Dude - I mean, Dad - where's my inheritance??
Another area that will be affected by people living longer is wealth transfer. Over the last few years, a number of commentators expected the largest transfer of wealth in history to take place as the large baby boomer generation passed on its accumulated earnings to its progeny. One study estimated a transfer of $41 trillion in the USA alone.
But in the future, if the older generation lives on for another twenty years, there could be two consequences. First, more of the capital of this older generation will be used up, as these old folks continue to spend money on twenty years' worth of food, travel, medical care, and whatever other goodies they may want to blow their wad on in their old age.

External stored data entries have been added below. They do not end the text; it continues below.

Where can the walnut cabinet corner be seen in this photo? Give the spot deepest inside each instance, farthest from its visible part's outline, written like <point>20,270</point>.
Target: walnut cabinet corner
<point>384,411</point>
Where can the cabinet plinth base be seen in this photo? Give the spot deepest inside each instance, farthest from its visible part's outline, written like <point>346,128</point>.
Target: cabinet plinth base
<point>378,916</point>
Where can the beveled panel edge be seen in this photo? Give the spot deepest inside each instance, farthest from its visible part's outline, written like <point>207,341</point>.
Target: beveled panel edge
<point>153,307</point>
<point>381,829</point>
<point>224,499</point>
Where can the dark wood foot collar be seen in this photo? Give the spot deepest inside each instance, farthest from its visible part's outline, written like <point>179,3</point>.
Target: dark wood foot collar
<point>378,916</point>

Second, the generation on the receiving end of this wealth transfer may not actually get any money or other assets until they themselves are in their 70s. Will this prove to be too late for them to make productive use of it, for example in entrepreneurial ventures that they might have started at age 50 but won't be interested in (or energetic enough to invest in) when they are twenty years older?
Consequences for business
What will be the outcome of all this in terms of changed consumer attitudes and behavior? What business opportunities will it present? What new services and products might especially lend themselves to these new arrangements? What could be the impact on your organization?